In occasione delle celebrazioni del 25 aprile, Giacomo Mancini, esponente della direzione del Partito Democratico in Calabria e già parlamentare socialista, ha condiviso una riflessione profonda attraverso i propri canali social.

Un racconto per immagini e parole, ambientato tra le vie di Cosenza che evocano la fine dell’oppressione e l’inizio di una nuova era democratica. Mancini ha definito questa data come la ricorrenza più significativa per l’identità nazionale, sottolineando l’importanza di onorare chi ha lottato contro l’occupazione nazista e il regime fascista.

La memoria dei protagonisti della Resistenza cosentina

Il richiamo storico si è concentrato sul momento in cui il proclama di Sandro Pertini raggiunse la città di Cosenza nel 1945, scatenando una gioia spontanea tra la popolazione. Mancini ha rievocato i passaggi cruciali delle cronache dell’epoca, citando il comizio improvvisato da Pietro Mancini e Fausto Gullo proprio nei luoghi simbolo della città. Il tributo di sangue pagato dal territorio è stato ricordato attraverso i nomi di Paolo Cappello e Mario Martire, vittime della brutalità del regime, insieme a quanti hanno subito il carcere, il confino o l’internamento nei campi di concentramento, come Oreste Falcone.
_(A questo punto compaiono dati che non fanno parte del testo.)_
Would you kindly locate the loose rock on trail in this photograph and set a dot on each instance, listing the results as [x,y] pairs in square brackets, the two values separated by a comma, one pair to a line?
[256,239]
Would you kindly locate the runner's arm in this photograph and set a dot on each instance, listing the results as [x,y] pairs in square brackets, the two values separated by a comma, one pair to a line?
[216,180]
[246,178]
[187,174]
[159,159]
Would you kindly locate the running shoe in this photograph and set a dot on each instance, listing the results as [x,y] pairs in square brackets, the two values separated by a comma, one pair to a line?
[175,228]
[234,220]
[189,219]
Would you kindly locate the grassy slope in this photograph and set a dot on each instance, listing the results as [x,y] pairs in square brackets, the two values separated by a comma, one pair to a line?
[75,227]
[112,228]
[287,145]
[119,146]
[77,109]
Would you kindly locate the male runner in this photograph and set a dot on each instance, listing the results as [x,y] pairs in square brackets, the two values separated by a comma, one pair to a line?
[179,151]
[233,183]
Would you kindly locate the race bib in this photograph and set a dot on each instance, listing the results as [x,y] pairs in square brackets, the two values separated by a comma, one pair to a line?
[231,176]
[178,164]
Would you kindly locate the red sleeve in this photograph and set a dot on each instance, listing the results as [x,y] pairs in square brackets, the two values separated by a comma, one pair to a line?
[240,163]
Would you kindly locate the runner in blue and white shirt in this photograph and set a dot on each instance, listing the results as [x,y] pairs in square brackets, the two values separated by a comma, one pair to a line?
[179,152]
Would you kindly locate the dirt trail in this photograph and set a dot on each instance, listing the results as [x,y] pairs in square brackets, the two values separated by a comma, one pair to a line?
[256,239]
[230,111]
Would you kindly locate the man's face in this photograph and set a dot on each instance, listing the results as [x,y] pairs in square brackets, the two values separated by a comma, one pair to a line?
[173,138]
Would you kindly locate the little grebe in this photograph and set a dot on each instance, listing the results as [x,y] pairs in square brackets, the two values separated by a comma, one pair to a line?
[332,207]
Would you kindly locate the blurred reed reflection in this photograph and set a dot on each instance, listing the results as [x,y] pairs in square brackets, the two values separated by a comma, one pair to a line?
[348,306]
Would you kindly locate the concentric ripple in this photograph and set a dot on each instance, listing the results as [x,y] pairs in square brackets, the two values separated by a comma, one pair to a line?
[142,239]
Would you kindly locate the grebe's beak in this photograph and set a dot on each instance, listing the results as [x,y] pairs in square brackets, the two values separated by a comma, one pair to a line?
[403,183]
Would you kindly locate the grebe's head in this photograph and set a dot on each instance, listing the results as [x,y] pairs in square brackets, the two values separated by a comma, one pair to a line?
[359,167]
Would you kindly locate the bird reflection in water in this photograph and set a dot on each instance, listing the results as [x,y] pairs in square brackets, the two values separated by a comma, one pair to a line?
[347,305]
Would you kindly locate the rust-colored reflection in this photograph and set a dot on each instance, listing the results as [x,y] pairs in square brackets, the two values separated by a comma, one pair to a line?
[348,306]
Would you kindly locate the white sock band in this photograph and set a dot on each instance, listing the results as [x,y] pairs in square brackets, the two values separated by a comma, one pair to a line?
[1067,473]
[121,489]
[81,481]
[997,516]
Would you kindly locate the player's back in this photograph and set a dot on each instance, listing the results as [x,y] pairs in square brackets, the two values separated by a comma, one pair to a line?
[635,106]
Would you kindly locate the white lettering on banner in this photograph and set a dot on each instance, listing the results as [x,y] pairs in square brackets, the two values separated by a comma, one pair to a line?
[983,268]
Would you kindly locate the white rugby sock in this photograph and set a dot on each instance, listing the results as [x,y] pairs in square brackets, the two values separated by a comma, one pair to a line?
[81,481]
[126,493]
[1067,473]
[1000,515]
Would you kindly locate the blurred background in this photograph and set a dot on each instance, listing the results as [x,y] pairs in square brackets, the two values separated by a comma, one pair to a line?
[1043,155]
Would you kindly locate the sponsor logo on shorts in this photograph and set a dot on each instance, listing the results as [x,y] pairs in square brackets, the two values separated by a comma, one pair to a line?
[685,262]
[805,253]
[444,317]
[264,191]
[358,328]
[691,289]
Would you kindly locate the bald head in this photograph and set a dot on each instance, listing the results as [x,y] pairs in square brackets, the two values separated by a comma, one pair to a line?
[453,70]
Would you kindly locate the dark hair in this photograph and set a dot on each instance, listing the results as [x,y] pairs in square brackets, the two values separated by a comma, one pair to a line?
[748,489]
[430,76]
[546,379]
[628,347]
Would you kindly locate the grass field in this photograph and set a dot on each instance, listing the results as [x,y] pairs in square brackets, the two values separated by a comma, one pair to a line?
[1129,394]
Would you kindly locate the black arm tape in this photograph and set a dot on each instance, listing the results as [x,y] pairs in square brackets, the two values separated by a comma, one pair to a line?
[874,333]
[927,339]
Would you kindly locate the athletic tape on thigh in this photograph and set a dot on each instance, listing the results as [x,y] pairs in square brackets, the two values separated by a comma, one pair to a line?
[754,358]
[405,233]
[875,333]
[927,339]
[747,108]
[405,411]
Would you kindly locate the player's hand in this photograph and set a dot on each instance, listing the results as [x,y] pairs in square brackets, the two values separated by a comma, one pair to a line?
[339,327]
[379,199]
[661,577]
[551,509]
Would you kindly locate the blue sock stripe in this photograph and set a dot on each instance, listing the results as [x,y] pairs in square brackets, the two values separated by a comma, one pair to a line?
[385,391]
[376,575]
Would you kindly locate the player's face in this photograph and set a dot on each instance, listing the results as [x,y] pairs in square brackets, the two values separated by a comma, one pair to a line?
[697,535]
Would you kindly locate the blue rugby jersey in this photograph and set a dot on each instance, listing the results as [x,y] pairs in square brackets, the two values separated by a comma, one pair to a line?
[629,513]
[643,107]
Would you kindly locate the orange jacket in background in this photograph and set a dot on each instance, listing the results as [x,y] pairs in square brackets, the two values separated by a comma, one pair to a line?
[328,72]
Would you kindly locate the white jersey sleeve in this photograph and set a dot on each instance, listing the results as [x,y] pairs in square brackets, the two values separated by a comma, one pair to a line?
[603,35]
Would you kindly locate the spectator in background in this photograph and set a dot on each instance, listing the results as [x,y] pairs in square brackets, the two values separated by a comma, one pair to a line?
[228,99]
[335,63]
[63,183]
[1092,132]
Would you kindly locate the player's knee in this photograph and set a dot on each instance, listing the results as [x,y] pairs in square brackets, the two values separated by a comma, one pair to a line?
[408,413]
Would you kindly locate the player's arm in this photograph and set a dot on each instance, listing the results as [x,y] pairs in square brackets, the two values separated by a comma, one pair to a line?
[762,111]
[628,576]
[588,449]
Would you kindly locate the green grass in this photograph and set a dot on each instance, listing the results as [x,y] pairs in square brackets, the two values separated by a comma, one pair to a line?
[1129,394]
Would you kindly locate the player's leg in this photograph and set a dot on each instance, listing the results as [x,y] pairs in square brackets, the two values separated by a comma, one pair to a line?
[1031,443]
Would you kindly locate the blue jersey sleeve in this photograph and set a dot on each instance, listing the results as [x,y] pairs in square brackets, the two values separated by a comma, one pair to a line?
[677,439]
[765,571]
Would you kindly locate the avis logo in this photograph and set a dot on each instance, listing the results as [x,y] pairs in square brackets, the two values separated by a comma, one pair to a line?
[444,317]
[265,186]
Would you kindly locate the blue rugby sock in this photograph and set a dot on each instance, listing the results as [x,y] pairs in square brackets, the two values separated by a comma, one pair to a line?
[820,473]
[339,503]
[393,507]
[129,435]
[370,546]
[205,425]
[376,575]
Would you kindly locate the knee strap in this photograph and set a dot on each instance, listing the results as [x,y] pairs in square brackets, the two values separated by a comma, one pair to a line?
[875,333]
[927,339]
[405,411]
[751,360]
Un elenco di coraggio tra repressione e opposizione

La narrazione ha reso omaggio a una lunga lista di figure che hanno segnato la storia civile locale opponendosi a un ventennio di violenze e umiliazioni. Tra i nomi citati figurano Francesco Spezzano, Aladino Burza, Antonio Sicoli, don Luigi Nicoletti, Cesare Curcio, Edoardo Zumpano, Giacomo Bottino, Luigi De Santis e Federico Adami. Accanto a loro, il ricordo si è esteso a chi ha scelto la via dell’opposizione coraggiosa, come Carlo De Cardona, Nino Woditzka, Rosina Burich, Natino La Camera, Isolo Sangineto, Francesco Vaccaro, Ubaldo Montalto, Mauro Leporace e Giacomo Mancini.

La scelta della libertà come fondamento del futuro

Secondo la riflessione espressa da Mancini, l’esempio di queste vite non deve essere considerato come un semplice retaggio del passato, ma come un messaggio attuale che parla direttamente al presente. Il futuro non è visto come un evento casuale, bensì come il risultato di una consapevolezza precisa. In questa prospettiva, la libertà non rappresenta solo un traguardo storico raggiunto nel 1945, ma una scelta quotidiana e necessaria per la costruzione di una società civile consapevole delle proprie radici.